I often take on the role of Business Architect for my clients to design for them front-to-back enterprises that embody future state visions, innovation, and sustainable competitive advantage. Business architecting is a blend of science and art with the role of the Business Architect requiring the integration of multiple perspectives and multiple disciplines to create a tight package for the client. Some call this “Design Thinking”.
Tim Brown, CEO of IDEO, and Roger Martin, Dean at the Rotman School of Management, currently evangelize the application of Design Thinking in the context of entire businesses, going well beyond traditional product development role of designers. Brown and Martin have both developed powerful frameworks that drive mindset change for interdisciplinary teams as those teams develop creative solutions to business and social problems. Brown and Martin have authored books on Design Thinking (among them, “Change By Design” by Brown and “The Design of Business” by Martin) which I highly recommend.

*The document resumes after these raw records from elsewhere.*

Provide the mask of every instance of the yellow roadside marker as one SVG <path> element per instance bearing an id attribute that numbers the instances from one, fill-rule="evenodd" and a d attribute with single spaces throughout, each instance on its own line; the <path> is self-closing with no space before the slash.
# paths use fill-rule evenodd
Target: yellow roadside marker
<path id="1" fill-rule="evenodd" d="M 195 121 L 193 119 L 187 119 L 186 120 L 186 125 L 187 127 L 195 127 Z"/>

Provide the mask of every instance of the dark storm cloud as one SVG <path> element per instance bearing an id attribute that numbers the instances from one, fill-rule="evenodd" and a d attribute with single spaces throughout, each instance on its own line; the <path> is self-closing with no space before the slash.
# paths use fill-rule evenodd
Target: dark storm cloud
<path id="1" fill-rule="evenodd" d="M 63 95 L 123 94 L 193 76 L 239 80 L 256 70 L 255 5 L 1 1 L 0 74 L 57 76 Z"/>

Multi-Layer Business Architecture
Here is a Multi-layer Business Architecture framework that I have used successfully on consulting engagements with numerous senior executives over the years. Layers and “plumbing” comprise the architecture model, which provides an executive a means to envision the transformed business. The framework also gives interdisciplinary, cross-functional teams a hard deliverable to create as they formulate the right, insightful problem statement and develop innovative solutions to tackle the complexities of transformation.

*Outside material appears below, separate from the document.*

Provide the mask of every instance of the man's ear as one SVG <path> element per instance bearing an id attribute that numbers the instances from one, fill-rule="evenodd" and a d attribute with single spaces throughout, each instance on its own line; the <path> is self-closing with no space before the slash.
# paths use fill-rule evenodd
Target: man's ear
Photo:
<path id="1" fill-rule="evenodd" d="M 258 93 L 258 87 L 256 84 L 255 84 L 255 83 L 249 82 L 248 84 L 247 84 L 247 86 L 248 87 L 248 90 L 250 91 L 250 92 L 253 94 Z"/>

By design, the framework sets up detailed planning, management of business impact, mitigation of risks, establishment of implementation teams, integrated execution, and comprehensive transformation management. Business architecting applies Design Thinking to an entire enterprise. The Multi-layer Business Architecture helps business design teams organize work, provides structured play areas for creativity, and serves as an integrated rendering of a senior executive team’s vision.
The Layers and Example Substructures
- Macro-economic environment
- Trends and forecasts
- Growth or decline
- Deep and prolonged recession
- Slow recovery to the new normal
- Context of the industry or industries
- Industry constructs and constraints
- Eco-systems and sub-systems
- Influencer maps
- Porter’s 5 forces
- Disruptive innovations and chasms
- Business strategy
- Chosen markets
- Unique, attractive, and defensible value propositions
- Portfolio of companies and products
- Growth scenarios
- Long term vision and short term objectives
- Financial model
- Revenue generation processes
- Internal strategic costs
- Capital structure
- Interactions with the Enterprise
- Interaction design
- Empathy and insight
- Customers’ experiences with the enterprise’s products and services
- Ease of doing business with the enterprise: channel partners, suppliers, service providers, financial capital providers
- Organization and process
- Organizing principles
- Facilitation of strategy execution
- Core processes along the value chain
- Inter-organization coordination
- Support processes
- Key performance measures
- Information technology
- Information strategy
- Technology and systems architecture
- Business integration
- Performance measures and performance management
The Plumbing and Example Substructures
- Decision process
- Leadership style
- Management changes
- Human capital strategy
- Staffing levels
- Skills and development
- Organization knowledge and learning
- Rewarded behaviors and cultural alignment
Change is not an absolute. Degrees of change reside along a spectrum ranging from incremental change to larger scale, strategic change to up-heaving, fundamental change. As a Business Architect, I map the change occurring or required along each layer of the Multi-layer Business Architecture. The end goal is to aid an executive to achieve or sustain competitive advantage and other measures of business improvement for the executive’s firm. The leadership of a firm might choose to lead change in certain layers, follow a leader in others, and do nothing for the rest. Senior executives pick their spots. Map it out. Select a change strategy. Manage it. Beat the competition.
For implementation, an executive team cannot simply jump in and start transforming an enterprise into the vision captured by a Business Architecture. The team must know enough about the current state to know where to begin the transformation. Here, a process of Reverse Architecting lays out the current state of an enterprise in the same framework as the future-state vision. With this construct, leadership and implementation teams have detailed blueprints and plans for transformation. Consider the remodeling of a kitchen. It is best to know where the plumbing and wiring are behind the walls before beginning to tear down, re-plumb, re-wire, and re-build.
Become a Draftsman
Consider adopting the role of Business Architect when your enterprise is challenged with the need to transform. Use the mindset, techniques, and tools of design thinking to create a vision for the transformed business. Develop a Multi-layer Business Architecture to provide detailed blueprints and plans to implement the vision. Do not neglect the Reverse Architecture to know what you are changing, where to start, and how to direct implementation teams.